5. **Single-hop Efficiency:** Single-hop tasks achieve high scores (~90%) across all methods, but with vastly different token costs (from ~1500 for RAG to ~20,000 for Full-Context), highlighting potential inefficiency in the Full-Context approach for simple tasks.
### Interpretation
This chart provides a Peircean investigation into the efficiency and effectiveness of different retrieval-augmented generation (RAG) paradigms. The data suggests that **"more context" (Full-Context) is not universally better**. It is computationally expensive (high token usage) and often fails to outperform more targeted methods like MemR3, especially on specialized tasks like temporal reasoning.
The standout finding is MemR3's performance on Temporal tasks. The sharp peak in both its token usage and judge score for this category implies its architecture is uniquely optimized to retrieve and process time-ordered information, investing more computational resources (tokens) to achieve a significant performance gain. This represents a successful specialization.

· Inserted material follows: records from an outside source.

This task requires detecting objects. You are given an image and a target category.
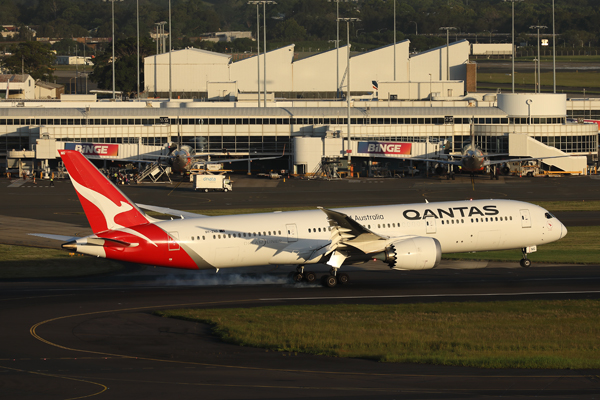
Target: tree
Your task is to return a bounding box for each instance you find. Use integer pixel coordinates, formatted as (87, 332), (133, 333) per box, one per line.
(5, 42), (55, 81)
(90, 37), (155, 95)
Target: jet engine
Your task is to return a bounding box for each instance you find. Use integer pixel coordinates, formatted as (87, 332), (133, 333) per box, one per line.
(374, 237), (442, 270)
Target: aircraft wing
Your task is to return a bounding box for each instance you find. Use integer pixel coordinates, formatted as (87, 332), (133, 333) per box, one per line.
(193, 145), (285, 164)
(321, 208), (389, 255)
(390, 157), (461, 165)
(483, 156), (571, 166)
(28, 233), (79, 242)
(136, 203), (208, 218)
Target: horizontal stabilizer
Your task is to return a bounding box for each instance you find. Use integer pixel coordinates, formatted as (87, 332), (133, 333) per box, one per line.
(87, 238), (140, 247)
(28, 233), (79, 242)
(136, 203), (207, 218)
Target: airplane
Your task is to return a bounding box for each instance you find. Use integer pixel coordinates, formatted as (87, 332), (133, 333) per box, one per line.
(402, 123), (569, 180)
(167, 145), (285, 173)
(32, 150), (567, 287)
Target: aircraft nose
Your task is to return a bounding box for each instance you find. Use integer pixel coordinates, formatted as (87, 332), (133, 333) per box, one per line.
(560, 222), (567, 239)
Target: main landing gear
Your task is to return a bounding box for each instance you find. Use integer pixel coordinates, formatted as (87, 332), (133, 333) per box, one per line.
(321, 268), (350, 287)
(519, 249), (531, 268)
(292, 265), (350, 287)
(292, 265), (317, 283)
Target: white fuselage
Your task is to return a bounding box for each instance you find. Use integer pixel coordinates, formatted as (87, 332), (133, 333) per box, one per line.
(148, 200), (566, 268)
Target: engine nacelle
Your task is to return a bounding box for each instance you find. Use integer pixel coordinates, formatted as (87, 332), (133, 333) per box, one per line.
(375, 237), (442, 271)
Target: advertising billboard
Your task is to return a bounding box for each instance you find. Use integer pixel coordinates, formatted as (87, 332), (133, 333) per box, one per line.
(358, 142), (412, 155)
(65, 143), (119, 157)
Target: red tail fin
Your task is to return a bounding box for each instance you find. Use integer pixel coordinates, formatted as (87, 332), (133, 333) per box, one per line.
(59, 150), (149, 233)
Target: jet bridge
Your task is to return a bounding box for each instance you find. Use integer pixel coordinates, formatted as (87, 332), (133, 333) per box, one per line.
(508, 133), (587, 175)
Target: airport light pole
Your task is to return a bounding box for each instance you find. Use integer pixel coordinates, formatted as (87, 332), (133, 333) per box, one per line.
(440, 26), (456, 81)
(169, 0), (173, 101)
(248, 1), (260, 108)
(136, 0), (140, 101)
(552, 0), (556, 93)
(392, 0), (396, 82)
(529, 25), (548, 93)
(504, 0), (524, 93)
(248, 0), (277, 107)
(338, 18), (360, 168)
(102, 0), (123, 101)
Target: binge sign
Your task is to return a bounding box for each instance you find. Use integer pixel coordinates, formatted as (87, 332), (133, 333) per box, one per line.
(358, 142), (412, 155)
(65, 143), (119, 157)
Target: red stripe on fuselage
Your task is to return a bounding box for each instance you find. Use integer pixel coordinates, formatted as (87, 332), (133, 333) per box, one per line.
(98, 224), (198, 269)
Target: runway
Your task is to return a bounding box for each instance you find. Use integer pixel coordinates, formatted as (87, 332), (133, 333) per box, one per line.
(0, 177), (600, 399)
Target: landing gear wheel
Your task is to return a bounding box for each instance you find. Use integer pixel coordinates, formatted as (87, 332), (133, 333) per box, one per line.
(325, 275), (337, 287)
(338, 273), (350, 285)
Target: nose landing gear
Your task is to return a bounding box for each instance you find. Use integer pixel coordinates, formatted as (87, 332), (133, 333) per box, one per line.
(292, 265), (317, 283)
(519, 249), (531, 268)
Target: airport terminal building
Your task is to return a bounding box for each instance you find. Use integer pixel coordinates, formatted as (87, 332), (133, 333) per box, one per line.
(0, 42), (600, 175)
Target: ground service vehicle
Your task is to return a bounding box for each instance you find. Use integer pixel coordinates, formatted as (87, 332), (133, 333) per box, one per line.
(194, 174), (233, 192)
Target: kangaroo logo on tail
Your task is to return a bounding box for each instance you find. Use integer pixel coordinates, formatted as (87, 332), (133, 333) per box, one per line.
(59, 150), (150, 236)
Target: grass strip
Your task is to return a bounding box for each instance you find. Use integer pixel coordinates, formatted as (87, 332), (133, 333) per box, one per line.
(443, 226), (600, 264)
(0, 244), (123, 279)
(155, 300), (600, 369)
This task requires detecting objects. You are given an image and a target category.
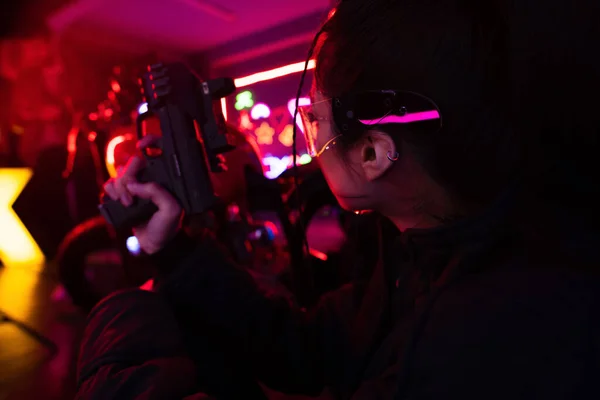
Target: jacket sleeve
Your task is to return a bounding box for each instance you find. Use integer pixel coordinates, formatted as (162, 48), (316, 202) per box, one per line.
(76, 289), (209, 399)
(154, 230), (351, 395)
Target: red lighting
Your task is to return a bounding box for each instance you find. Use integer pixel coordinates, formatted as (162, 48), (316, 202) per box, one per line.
(88, 131), (98, 142)
(105, 133), (136, 178)
(221, 60), (317, 121)
(110, 81), (121, 93)
(235, 60), (316, 89)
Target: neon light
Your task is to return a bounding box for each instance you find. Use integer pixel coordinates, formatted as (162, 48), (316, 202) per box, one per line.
(288, 97), (310, 133)
(105, 133), (135, 178)
(279, 124), (294, 147)
(254, 122), (275, 144)
(138, 103), (148, 114)
(263, 156), (292, 179)
(299, 154), (312, 165)
(359, 110), (440, 125)
(140, 279), (154, 292)
(235, 90), (254, 111)
(110, 81), (121, 93)
(308, 247), (327, 261)
(250, 103), (271, 121)
(234, 60), (316, 89)
(0, 168), (44, 267)
(262, 154), (312, 179)
(240, 110), (254, 131)
(221, 60), (317, 120)
(125, 236), (142, 256)
(221, 97), (227, 121)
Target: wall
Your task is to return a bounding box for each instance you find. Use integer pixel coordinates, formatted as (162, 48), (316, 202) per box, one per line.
(190, 13), (326, 178)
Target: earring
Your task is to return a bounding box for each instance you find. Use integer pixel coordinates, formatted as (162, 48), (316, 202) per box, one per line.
(387, 151), (400, 162)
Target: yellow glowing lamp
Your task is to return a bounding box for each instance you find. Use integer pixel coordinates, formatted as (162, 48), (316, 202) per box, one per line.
(0, 168), (44, 268)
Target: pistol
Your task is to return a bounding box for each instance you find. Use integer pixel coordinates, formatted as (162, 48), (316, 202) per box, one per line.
(98, 63), (235, 229)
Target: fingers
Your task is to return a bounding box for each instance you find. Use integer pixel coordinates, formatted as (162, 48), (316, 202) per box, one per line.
(104, 135), (161, 208)
(127, 182), (181, 215)
(104, 157), (145, 207)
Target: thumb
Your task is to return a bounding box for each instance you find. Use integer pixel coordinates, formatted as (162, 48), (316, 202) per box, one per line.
(127, 182), (178, 210)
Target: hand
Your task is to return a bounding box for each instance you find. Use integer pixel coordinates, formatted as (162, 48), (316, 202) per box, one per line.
(104, 135), (182, 254)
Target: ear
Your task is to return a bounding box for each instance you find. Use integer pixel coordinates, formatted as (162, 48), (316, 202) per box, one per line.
(361, 131), (397, 181)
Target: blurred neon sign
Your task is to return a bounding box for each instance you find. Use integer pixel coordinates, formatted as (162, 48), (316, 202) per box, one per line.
(254, 122), (275, 144)
(250, 103), (271, 121)
(105, 133), (137, 178)
(221, 60), (317, 121)
(235, 90), (254, 111)
(0, 168), (44, 268)
(263, 154), (312, 179)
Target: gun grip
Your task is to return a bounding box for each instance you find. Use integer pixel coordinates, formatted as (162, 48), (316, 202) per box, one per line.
(98, 196), (158, 229)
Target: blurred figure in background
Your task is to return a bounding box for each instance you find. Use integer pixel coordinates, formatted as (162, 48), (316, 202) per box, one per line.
(79, 0), (600, 400)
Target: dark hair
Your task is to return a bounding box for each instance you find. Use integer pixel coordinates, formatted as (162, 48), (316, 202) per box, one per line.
(315, 0), (600, 211)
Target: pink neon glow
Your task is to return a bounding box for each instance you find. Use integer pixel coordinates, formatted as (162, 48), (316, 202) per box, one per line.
(359, 110), (440, 125)
(221, 97), (227, 121)
(221, 60), (317, 122)
(234, 60), (316, 89)
(250, 103), (271, 121)
(288, 97), (310, 133)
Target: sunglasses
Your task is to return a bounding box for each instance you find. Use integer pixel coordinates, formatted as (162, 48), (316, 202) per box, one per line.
(298, 90), (442, 157)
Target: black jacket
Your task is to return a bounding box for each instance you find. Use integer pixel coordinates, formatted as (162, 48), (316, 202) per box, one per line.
(79, 198), (600, 400)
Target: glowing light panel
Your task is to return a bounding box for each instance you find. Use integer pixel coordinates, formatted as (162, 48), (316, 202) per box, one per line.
(138, 103), (148, 114)
(235, 90), (254, 111)
(288, 97), (310, 133)
(234, 60), (317, 89)
(263, 156), (292, 179)
(279, 124), (294, 147)
(0, 168), (44, 267)
(125, 236), (142, 256)
(105, 133), (136, 178)
(250, 103), (271, 121)
(254, 122), (275, 144)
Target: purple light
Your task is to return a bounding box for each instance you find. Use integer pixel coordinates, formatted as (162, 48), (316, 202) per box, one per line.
(359, 110), (440, 125)
(138, 103), (148, 114)
(126, 236), (142, 256)
(250, 103), (271, 121)
(288, 97), (310, 133)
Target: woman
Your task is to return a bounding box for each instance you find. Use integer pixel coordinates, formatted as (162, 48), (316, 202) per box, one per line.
(80, 0), (600, 399)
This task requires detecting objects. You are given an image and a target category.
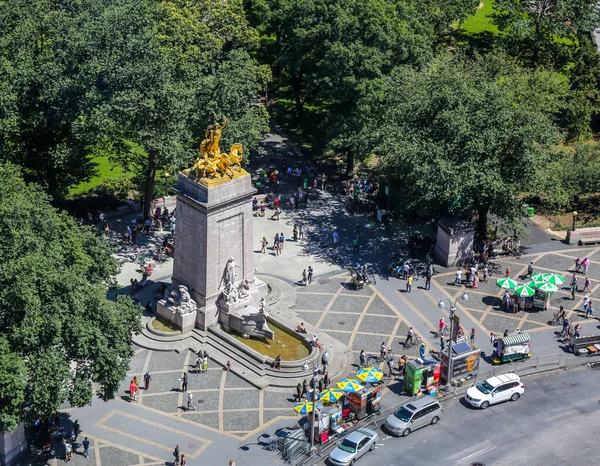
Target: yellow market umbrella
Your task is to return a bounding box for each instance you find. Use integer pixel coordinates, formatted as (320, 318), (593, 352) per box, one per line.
(294, 401), (319, 414)
(319, 388), (344, 403)
(337, 379), (363, 393)
(356, 367), (383, 382)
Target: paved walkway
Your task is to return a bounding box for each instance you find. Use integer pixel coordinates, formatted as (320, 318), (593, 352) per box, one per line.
(49, 128), (600, 466)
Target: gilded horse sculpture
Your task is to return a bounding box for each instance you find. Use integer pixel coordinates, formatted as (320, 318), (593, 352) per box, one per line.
(182, 119), (246, 184)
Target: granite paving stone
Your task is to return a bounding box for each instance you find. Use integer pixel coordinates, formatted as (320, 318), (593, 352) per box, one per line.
(225, 372), (256, 390)
(99, 446), (140, 466)
(223, 390), (259, 409)
(521, 321), (546, 332)
(182, 411), (219, 429)
(263, 390), (296, 409)
(352, 333), (389, 352)
(459, 293), (502, 311)
(327, 330), (352, 345)
(141, 393), (180, 413)
(560, 248), (600, 260)
(223, 411), (259, 431)
(534, 254), (575, 272)
(128, 350), (149, 376)
(358, 315), (398, 335)
(320, 313), (360, 330)
(296, 311), (323, 325)
(263, 407), (294, 424)
(296, 293), (333, 311)
(188, 368), (223, 390)
(343, 283), (373, 297)
(367, 296), (397, 316)
(329, 295), (369, 314)
(148, 351), (186, 374)
(483, 314), (519, 333)
(140, 372), (181, 395)
(303, 277), (344, 293)
(518, 309), (558, 324)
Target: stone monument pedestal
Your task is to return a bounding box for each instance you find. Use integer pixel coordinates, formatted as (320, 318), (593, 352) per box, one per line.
(156, 299), (198, 333)
(172, 170), (267, 330)
(433, 218), (475, 267)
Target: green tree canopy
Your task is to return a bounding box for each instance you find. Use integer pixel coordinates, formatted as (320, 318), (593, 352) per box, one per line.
(369, 54), (568, 233)
(0, 164), (141, 429)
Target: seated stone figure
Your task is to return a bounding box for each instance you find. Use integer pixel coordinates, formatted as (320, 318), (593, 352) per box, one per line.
(167, 285), (197, 315)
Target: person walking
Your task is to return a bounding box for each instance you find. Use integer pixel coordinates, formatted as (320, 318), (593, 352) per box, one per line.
(454, 267), (462, 286)
(179, 372), (187, 392)
(260, 236), (269, 254)
(187, 392), (196, 411)
(81, 437), (90, 458)
(173, 445), (181, 466)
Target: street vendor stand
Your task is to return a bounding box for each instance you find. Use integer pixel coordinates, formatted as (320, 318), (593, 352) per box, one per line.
(492, 333), (531, 364)
(404, 358), (442, 396)
(346, 385), (383, 420)
(432, 337), (481, 385)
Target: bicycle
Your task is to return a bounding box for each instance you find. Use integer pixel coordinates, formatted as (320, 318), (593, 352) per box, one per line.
(404, 335), (423, 349)
(367, 349), (394, 367)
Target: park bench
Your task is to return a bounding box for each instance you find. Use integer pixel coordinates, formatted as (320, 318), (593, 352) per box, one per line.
(567, 227), (600, 246)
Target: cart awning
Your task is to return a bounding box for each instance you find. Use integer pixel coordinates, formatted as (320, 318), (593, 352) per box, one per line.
(500, 333), (531, 346)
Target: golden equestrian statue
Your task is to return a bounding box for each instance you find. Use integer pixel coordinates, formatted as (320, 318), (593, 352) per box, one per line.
(182, 118), (247, 186)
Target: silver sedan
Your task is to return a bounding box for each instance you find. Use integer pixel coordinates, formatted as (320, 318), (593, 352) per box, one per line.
(329, 429), (378, 466)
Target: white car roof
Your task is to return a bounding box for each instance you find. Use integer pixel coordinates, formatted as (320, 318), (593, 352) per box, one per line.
(486, 372), (521, 387)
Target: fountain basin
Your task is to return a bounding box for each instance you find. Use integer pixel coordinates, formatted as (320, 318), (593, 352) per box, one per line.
(209, 317), (319, 369)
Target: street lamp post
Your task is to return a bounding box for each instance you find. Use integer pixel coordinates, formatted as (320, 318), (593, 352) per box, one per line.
(438, 290), (469, 386)
(302, 361), (319, 457)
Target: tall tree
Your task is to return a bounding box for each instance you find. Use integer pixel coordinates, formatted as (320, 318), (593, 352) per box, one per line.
(493, 0), (600, 68)
(0, 0), (93, 197)
(369, 54), (568, 234)
(0, 164), (141, 429)
(88, 0), (268, 216)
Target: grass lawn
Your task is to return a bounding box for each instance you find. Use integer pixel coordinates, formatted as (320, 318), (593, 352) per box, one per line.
(460, 0), (498, 34)
(69, 155), (126, 198)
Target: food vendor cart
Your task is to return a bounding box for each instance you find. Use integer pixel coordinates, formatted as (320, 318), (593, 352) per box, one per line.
(345, 385), (383, 420)
(492, 333), (531, 364)
(432, 337), (481, 384)
(404, 358), (442, 396)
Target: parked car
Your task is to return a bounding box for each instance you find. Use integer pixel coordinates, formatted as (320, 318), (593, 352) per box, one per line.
(465, 373), (525, 409)
(329, 429), (378, 466)
(383, 396), (444, 437)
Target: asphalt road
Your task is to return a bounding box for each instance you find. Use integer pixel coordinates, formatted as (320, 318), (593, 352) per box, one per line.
(316, 368), (600, 466)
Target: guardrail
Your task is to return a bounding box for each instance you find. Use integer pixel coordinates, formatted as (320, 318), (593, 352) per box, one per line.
(296, 353), (600, 466)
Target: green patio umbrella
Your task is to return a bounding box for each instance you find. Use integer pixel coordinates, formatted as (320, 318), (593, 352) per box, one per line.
(538, 283), (558, 293)
(515, 285), (535, 298)
(496, 277), (518, 290)
(542, 273), (565, 286)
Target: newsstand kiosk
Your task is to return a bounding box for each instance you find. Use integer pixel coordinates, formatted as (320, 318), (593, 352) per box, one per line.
(436, 337), (481, 386)
(404, 358), (442, 396)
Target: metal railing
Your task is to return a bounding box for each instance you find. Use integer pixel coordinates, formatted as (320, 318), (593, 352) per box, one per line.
(296, 353), (600, 466)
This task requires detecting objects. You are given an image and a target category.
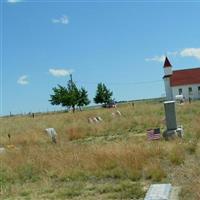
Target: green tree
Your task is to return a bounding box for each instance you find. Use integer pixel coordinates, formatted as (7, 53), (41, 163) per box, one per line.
(94, 83), (113, 105)
(49, 78), (90, 112)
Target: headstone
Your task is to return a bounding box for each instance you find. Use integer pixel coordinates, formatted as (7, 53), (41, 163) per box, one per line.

Conversely, the consistently low scores for Open-domain tasks across all methods indicate a fundamental challenge in the field that current retrieval strategies, regardless of token budget, are not adequately solving. The chart effectively argues for the development of **specialized, efficient retrieval methods** (like MemR3 appears to be for temporal data) over brute-force, full-context approaches, as the latter's cost-benefit ratio is poor for most task categories shown.
</details>
Figure 6: Average token consumption of the retrieved snippets (left y-axis) and LLM-as-a-Judge (J) Score (right y-axis) of RAG, MemR 3, and Full-Context across four categories.
### D.2 Token Consumption
In Table 6, we compare the average token consumption of the retrieved snippets and J score of RAG, MemR 3, and Full-Context methods across four categories. The chunk size of RAG and MemR 3 are both set as $n_{\text{chk}}=5$ , while $n_{\text{max}}=2$ for MemR 3. We observe that MemR 3 outperforms RAG across all four categories with only a few additional tokens. While Full-Context consumes significantly more tokens than MemR 3, it surpasses MemR 3 only on multi-hop questions.